FISCHER, ROBERT JAMES "BOBBY." 1943-2008.
BOBBY FISCHER'S CHESS LIBRARY, INCLUDING NOTEBOOKS PREPARED FOR THE 1972 WORLD CHESS CHAMPIONSHIP.
1. Approximately 320 volumes on chess including a few match results, various places and languages (including many Soviet imprints), 1889-1992, mostly 8vo, original bindings. Includes about a dozen presentation copies, inscribed by the authors for Fischer and two typed letters signed laid in. At least three volumes bear Fischer's ownership signature and at least two with other notation by Fischer.
2. Approximately 400 issues of chess-related periodicals, including runs of The Chess Player, Sahovski Informator, Overboard, Revista SAH, "Waxmatbl", and "Magyar Sakkelet" among others, mostly 1960s-1980s, various sizes, original wrappers.
3. Nine personal floppy disks (unexamined).
4. Three sets of proofs for Fischer's My 60 Memorable Games (published 1969), with the title in various stages ("My Memorable Games: 52 Tournament Games", "My Life in Chess") comprising a typescript with copious technical annotations, mostly printers notes, but also various changes to wording and corrections to the chess notation possibly made by Fischer, with a sketch of the title-page on drafting paper apparently in Fischer's hand; a set of page proofs (loose, possibly in duplicate); and a partially annotated galley proof stamped June 1966.
5. Four volumes of bound typescript detailing the match history of Boris Spassky from the 1950s to 1971 (two vols as white, two as black), apparently prepared by "RGW" and with some manuscript commentary.
6. Fifteen volumes of ring- or string-bound manuscript notebooks with notation of the games of Mark Taimanov and Tigran Petrossian from the 1950s-1970, various hands.
Condition varies, generally a bit musty and a few volumes water-damaged but otherwise good or better.
Library of books and documents derived from the Pasadena storage unit where Fischer's belongings were held after 1992. Fischer had defied the U.N. embargo against travel to Yugoslavia for his re-match against Boris Spassky and never again returned to the U.S.
The manuscript material centers on Fischer's preparation for his historic match with Boris Spassky in 1972, certainly the most exciting moment in the history of American chess. Fischer's win in "The Match of the Century" ended 24 years of Soviet domination of the World Championship and was viewed with elation in the doldrums of the Cold War. A telling memo appears in one of the bound typescripts: "Spassky seems to adopt defences for Black after prolonged experience with the white pieces against a particular defence. I had a conversation with Korchnoi after Hastings (January) he had not been informed that I was preparing files for you in which he made some remark that a possible weakness of yours was the Bc4 lines as White against the Sicilian...." Among the printed volumes there is an annotated German edition of the match record for the 1971 World Championship, many games bear Fischer's own notes as to how the games could have been won ("31...RF4! Wins easily / 21gF Rg6 wins / 20.QFl! " etc.)

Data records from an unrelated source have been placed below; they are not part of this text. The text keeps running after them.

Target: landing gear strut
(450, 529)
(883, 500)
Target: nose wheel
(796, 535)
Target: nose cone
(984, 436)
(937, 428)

Other highlights from the library include a copy of ANATOLY KARPOV'S Selected Chess Matches 1966-1977, Moscow, 1978 inscribed and signed by the author for Bobby Fischer, in Russian. Also an issue of Macedonian Checkmake (in Macedonian) which Fischer has signed in initials below a note, "Movies, television, tv, cassetes" from February 1972--Fischer apparently preparing for the world fame he was to attain a few months later.
It is evident that Fischer's thirst after chess knowledge knew no national boundaries. He possessed works in multiple languages, many published from behind the Iron Curtain. Several of the Soviet and Eastern European periodicals bear Fischer's name in manuscript on the upper cover, but were first mailed to East Berlin. Present also is a copy of Bobby Fischer Teaches Chess with a note laid in seeming to indicate that Fischer planned on suing the publishers. The proofs of Fischer's chess autobiography are heavily annotated and an interesting reminder of the amazing technical difficulty of publishing a work that can only be proofed by the author himself or a very few specialists.
Every book in the library relates to the game of chess, with the exception of Fischer's own "I Was Tortured in the Pasadena Jailhouse!" of 1982. A fascinating look into Fischer's absolute single-mindedness in becoming the world's greatest chess player and more specifically in attaining victory over Boris Spassky.